The Full Bench of the High Court of Bombay upheld the stand of the Revenue, that, whilst computing a deduction under Chapter VI-A of the Act, it was mandatory to grant deduction by way of depreciation. The High Court proceeded on the basis that the computation of profits and gains for the purposes of Chapter VI-A of the Act is different from computation of profits under the head ‘profits and gains of business’. It, therefore, concluded that, even assuming that the assessee had an option to disclaim current depreciation in computing the business income, depreciation had to be reduced for computing the profits eligible for deduction under Section 80-IA of the Act. The High Court concluded that Section 80-IA provides for a special deduction linked with profits and is a code by itself and in so doing relied on the decisions of this Court in the case of Liberty India vs. CIT[(2009) 317 ITR 218] ,CIT vs. Williamson Financial Services [ (2008) 297 ITR 17] and CIT, Dibrugarh vs. Doom Dooma India Ltd. [(2009) 310 ITR 392]. The High Court proceeded on the basis that this Court in the aforementioned decisions has held that for computing such special deduction, any device adopted by an assessee to reduce or inflate the profits of such eligible business has to be rejected. The High Court ultimately held that the quantum of deduction eligible under Section 80-IA has to be determined by computing the gross total income from business after taking into consideration all the deductions allowable under Sections 30 to 43D of the Act including depreciation under Section 32 of the Act.
On appeal before Supreme Court, briefly, the learned Judges observed that it is clear from the arguments advanced by the senior counsel of the assessee that main thrust of his argument was predicated on the judgment of Supreme Court in Mahendra Mills(supra), which according to us, cannot be applied while interpreting Section 80-IA of the Act. It may be stated that judgment in Mahendra Mills(supra) was rendered while construing the provisions of Section 32 of the Act, as it existed at the relevant time, whereas we are concerned with the provisions of Chapter VI-A of the Act. Chapter IV of the Act, which allows depreciation under Section 32 of the Act is linked to investment. Section 80-IA of the Act not only contains substantive but procedural provisions for computation of special deduction. The learned Judges held that any device adopted to reduce or inflate the profits of eligible business has to be rejected.
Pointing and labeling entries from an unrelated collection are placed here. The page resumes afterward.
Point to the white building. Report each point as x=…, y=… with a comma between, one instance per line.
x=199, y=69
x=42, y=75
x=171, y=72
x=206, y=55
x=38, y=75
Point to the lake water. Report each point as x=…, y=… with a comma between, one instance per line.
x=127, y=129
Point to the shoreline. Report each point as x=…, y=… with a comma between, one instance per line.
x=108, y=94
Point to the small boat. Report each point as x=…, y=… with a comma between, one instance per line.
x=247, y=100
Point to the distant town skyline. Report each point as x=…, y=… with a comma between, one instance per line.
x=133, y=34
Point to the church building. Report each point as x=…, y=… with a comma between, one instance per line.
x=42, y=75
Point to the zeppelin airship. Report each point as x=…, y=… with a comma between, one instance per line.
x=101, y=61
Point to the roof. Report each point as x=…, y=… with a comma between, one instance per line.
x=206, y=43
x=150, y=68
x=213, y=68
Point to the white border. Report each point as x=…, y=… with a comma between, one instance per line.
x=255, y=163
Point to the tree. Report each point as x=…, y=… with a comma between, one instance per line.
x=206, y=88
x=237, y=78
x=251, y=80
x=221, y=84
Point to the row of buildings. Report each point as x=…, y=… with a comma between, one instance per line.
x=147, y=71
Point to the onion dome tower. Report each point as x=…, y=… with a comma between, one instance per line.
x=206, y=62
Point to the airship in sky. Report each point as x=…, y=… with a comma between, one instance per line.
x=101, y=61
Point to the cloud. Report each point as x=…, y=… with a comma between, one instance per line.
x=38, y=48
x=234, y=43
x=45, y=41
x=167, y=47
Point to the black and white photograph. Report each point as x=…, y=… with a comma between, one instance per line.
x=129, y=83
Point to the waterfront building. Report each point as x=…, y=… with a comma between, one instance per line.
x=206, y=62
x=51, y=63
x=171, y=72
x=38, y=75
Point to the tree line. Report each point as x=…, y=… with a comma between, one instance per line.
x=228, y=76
The assessees/appellants want 100% deduction, without taking into consideration depreciation which they want to utilise in the subsequent years. This would be anathema to the scheme under Section 80-IA of the Act which is linked to profits and if the contention of the assessees is accepted, it would allow them to inflate the profits linked incentives provided under Section 80-IA of the Act which cannot be permitted.